Last modified: Jan 19, 2026 By Alexander Williams

Scrape Job Listings with BeautifulSoup to Excel

Job hunting can be time-consuming. Scraping can automate data collection.

This guide shows you how to use Python's BeautifulSoup. You will extract job listings.

Finally, you will save the clean data into an Excel file. This is perfect for analysis.

Prerequisites and Setup

You need Python installed on your computer. Basic Python knowledge helps.

Open your terminal or command prompt. Install the required libraries.

Use the pip package manager. Run the following command.


pip install beautifulsoup4 requests pandas openpyxl
    

BeautifulSoup parses HTML. Requests fetches web pages.

Pandas handles data. Openpyxl writes Excel files.

If you are new to BeautifulSoup, read our Web Scraping Guide with BeautifulSoup for Beginners.

Understanding the Target Website Structure

First, inspect the job board website. Right-click on a job listing.

Select "Inspect" or "Inspect Element". This opens developer tools.

Look for HTML tags containing job titles, companies, and locations.

Common tags are <div>, <h2>, and <span>.

Identify their class names or IDs. We will use them to extract data.

For this tutorial, we'll use a simple example structure.

Fetching the Web Page with Requests

Use the requests.get() function. Pass the target URL.

Check the response status. A 200 code means success.

Then, pass the page content to BeautifulSoup for parsing.


import requests
from bs4 import BeautifulSoup

# URL of the job listings page
url = 'https://example.com/jobs'

# Send a GET request to the website
response = requests.get(url)

# Check if the request was successful
if response.status_code == 200:
    # Parse the HTML content
    soup = BeautifulSoup(response.content, 'html.parser')
    print("Page fetched and parsed successfully.")
else:
    print(f"Failed to retrieve page. Status code: {response.status_code}")
    

Parsing and Extracting Job Data

Now, use BeautifulSoup's find methods. Locate the job containers.

Use find_all() to get a list of all job posting elements.

Loop through each container. Extract specific details like title.

Store each job's data in a dictionary. Append it to a master list.

Our Clean HTML Data with BeautifulSoup guide can help with complex parsing.

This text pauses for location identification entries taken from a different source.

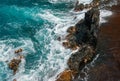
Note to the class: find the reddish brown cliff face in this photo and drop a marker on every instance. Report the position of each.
(107, 67)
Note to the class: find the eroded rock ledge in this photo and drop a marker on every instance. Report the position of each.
(82, 36)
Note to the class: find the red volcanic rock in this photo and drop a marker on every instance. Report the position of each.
(107, 67)
(66, 75)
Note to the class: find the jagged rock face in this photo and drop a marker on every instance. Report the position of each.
(78, 60)
(87, 28)
(14, 64)
(81, 35)
(66, 75)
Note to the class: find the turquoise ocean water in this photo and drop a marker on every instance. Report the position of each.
(34, 26)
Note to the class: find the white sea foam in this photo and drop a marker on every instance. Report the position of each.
(56, 58)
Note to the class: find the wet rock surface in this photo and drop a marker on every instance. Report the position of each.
(14, 65)
(107, 66)
(93, 4)
(82, 36)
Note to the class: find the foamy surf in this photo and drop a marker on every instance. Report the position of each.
(54, 56)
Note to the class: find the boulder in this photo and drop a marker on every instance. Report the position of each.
(14, 64)
(66, 75)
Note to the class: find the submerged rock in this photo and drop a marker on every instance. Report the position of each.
(66, 75)
(78, 60)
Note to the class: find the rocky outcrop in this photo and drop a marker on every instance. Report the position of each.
(82, 36)
(93, 4)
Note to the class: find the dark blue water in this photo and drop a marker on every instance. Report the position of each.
(33, 26)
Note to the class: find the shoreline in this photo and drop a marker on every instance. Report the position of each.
(107, 67)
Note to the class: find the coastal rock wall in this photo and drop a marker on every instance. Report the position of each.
(82, 36)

# Find all job listing containers (adjust selector based on actual site)
job_listings = soup.find_all('div', class_='job-listing')

jobs_data = []

for job in job_listings:
    # Extract job title
    title_elem = job.find('h2', class_='job-title')
    title = title_elem.text.strip() if title_elem else 'N/A'

    # Extract company name
    company_elem = job.find('span', class_='company')
    company = company_elem.text.strip() if company_elem else 'N/A'

    # Extract job location
    location_elem = job.find('span', class_='location')
    location = location_elem.text.strip() if location_elem else 'N/A'

    # Extract job link
    link_elem = job.find('a', href=True)
    link = link_elem['href'] if link_elem else 'N/A'
    # Make sure link is absolute
    if link and link.startswith('/'):
        link = 'https://example.com' + link

    # Create a dictionary for this job
    job_info = {
        'Title': title,
        'Company': company,
        'Location': location,
        'Link': link
    }
    jobs_data.append(job_info)

print(f"Extracted {len(jobs_data)} job listings.")
    

Page fetched and parsed successfully.
Extracted 10 job listings.
    

Saving Data to an Excel File with Pandas

Pandas makes saving data easy. Convert the list of dictionaries to a DataFrame.

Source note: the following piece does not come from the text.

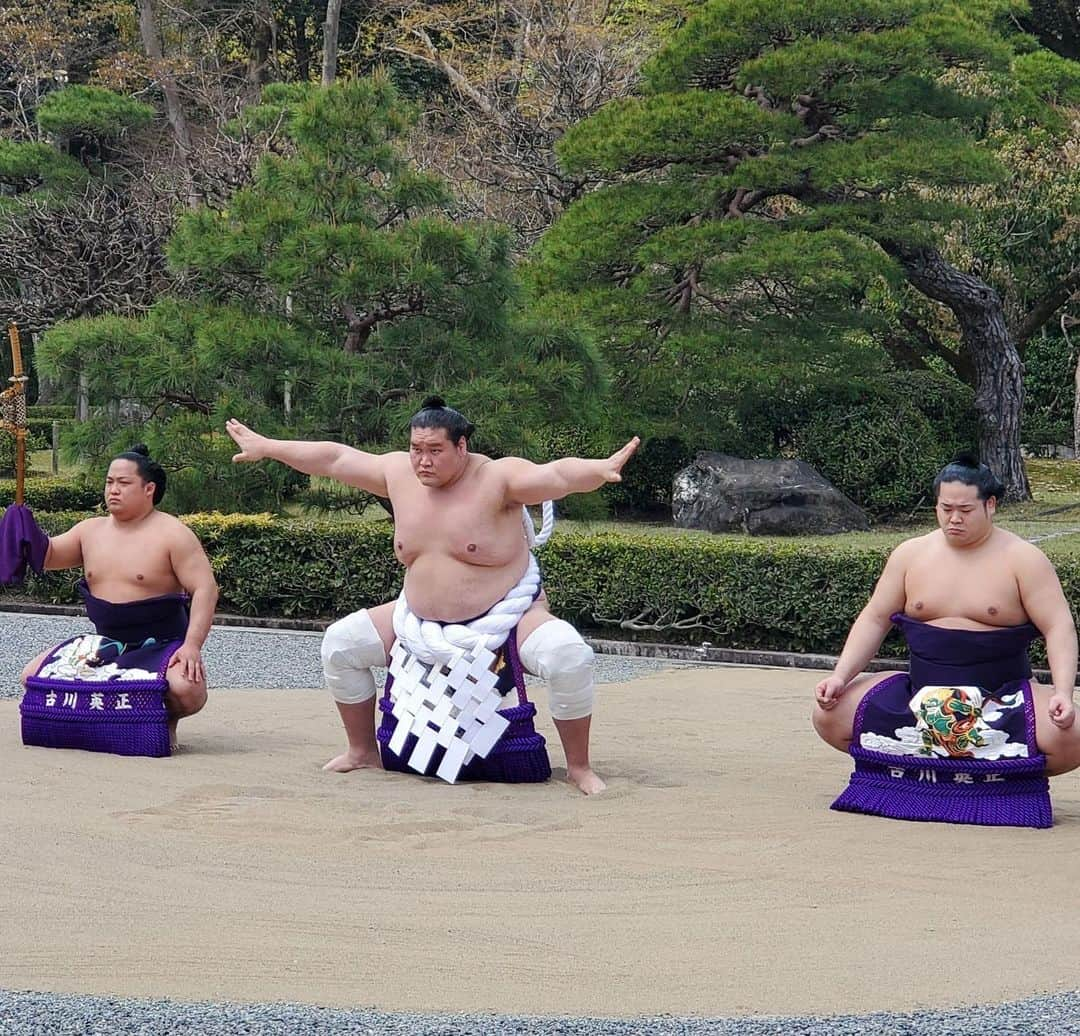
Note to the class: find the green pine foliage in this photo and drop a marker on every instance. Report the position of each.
(92, 111)
(338, 278)
(753, 197)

Use the to_excel() method. Specify the filename.

The openpyxl engine will create the .xlsx file. It will be in your project folder.


import pandas as pd

# Create a DataFrame from the list of job dictionaries
df = pd.DataFrame(jobs_data)

# Save the DataFrame to an Excel file
excel_filename = 'job_listings.xlsx'
df.to_excel(excel_filename, index=False, engine='openpyxl')

print(f"Job listings successfully saved to {excel_filename}")
    

Job listings successfully saved to job_listings.xlsx
    

Handling Pagination and Complex Sites

Real job sites have multiple pages. You need to scrape them all.

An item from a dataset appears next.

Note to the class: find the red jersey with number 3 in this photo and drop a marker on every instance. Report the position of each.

Find the "Next" button link. Loop through pages until none are left.

Some sites use AJAX or infinite scroll. This requires advanced techniques.

For handling multiple pages, see our tutorial on Advanced BeautifulSoup Pagination & Infinite Scroll.

Always add delays between requests. Use time.sleep().

This respects the website's server. It prevents your IP from being blocked.

Ethical Scraping and Best Practices

Always check the website's robots.txt file. Respect the rules.

Do not overload servers with rapid requests. Space them out.

Use scraped data for personal analysis only. Do not republish it.

Some sites have APIs. Using an API is often better than scraping.

Identify yourself in requests. Use a descriptive User-Agent header.

Conclusion

You have learned to scrape job listings. BeautifulSoup and Requests fetch data.

Pandas saves it to a clean Excel spreadsheet. This automates data collection.

Start with a simple site. Master the basics of HTML structure.

Then move to more complex targets with pagination. Always scrape ethically.

This skill is valuable for job market research and data analysis projects.